Whenever I say I dislike debugging and organize my programming habits around avoiding it, there is always pushback: “You must not use a good debugger.” To summarize my view: I want my software to be antifragile (credit to Nassim Taleb for the concept). The longer I work on a codebase, the easier it should become … Continue reading Antifragile Programming and Why AI Won’t Steal Your Job
This is the thesis of this argument, and it’s completely unfounded. “AI can’t create antifragile code” Why not? Effective tests and debug time checks, at this point, come straight from claude without me even prompting for it. Even if you are rolling the code yourself, you can use AI to throw a hundred prompts at it asking “does this make sense? are there any flaws here? what remains untested or out of scope that I’m not considering?” like a juiced up static analyzer
Are you asking the author or people in general? If the author didn’t answer “why not” for you, then I can.
Yes, I’ve used Claude. Let’s skip that part.
If you don’t know how to write or identify defensive code, you can’t know if the LLM generated defensive code. So in order for a LLM to be trusted to generate defensive code, it needs to do so 100% of the time, or very close to that.
You seem to be under the impression that Claude does so, but you presumably can tell if code is written with sufficient guards and tests. You know to ask the LLM to evaluate and revise the code. Someone without experience will not know to ask that.
Speaking now from my experience, after using Claude for work to write tests, I came out of that project with no additional experience writing tests. I had to do another personal project after that to learn the testing library we used. Had that work project given me sufficient time to actually do the work, I’d have spent some time learning the testing library we used. That was unfortunately not the case.

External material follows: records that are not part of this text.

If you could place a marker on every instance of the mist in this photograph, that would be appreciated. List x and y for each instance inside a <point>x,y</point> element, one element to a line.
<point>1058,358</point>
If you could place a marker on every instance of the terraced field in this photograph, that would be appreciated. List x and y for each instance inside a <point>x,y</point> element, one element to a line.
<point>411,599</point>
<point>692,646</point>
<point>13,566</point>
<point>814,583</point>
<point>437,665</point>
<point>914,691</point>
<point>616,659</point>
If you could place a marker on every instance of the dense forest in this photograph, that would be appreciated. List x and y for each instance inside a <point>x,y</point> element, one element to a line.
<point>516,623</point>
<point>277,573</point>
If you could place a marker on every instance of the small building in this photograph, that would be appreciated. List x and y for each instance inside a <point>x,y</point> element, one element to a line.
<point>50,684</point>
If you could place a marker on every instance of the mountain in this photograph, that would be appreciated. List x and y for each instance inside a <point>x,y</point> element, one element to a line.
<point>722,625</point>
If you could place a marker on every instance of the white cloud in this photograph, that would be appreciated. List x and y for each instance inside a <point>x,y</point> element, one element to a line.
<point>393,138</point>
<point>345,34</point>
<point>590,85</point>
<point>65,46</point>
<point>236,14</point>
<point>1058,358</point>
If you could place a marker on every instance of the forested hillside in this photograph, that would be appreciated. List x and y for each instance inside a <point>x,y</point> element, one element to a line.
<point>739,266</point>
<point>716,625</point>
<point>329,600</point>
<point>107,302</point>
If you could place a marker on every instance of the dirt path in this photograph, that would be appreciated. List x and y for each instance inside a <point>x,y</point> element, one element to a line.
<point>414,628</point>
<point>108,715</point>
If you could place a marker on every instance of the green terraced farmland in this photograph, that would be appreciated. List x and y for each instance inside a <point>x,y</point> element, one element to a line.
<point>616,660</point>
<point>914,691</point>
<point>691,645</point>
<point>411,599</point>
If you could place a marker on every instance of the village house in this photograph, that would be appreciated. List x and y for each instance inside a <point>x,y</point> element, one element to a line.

The tests Claude generated were too rigid. It didn’t test important functionality of the software. It tested exact inputs/outputs using localized output values, meaning changing localizations was potentially enough to break tests. It tested cases that didn’t need to be tested, like whether certain dependency calls were done in a specific order (those calls were done in parallel anyway). It wrote some good tests, but a lot of additional tests that weren’t needed, and skipped some tests that were needed.
As a tool to help someone who already knows what they’re doing, it can be useful. It’s not a good tool for people who don’t know what they’re doing.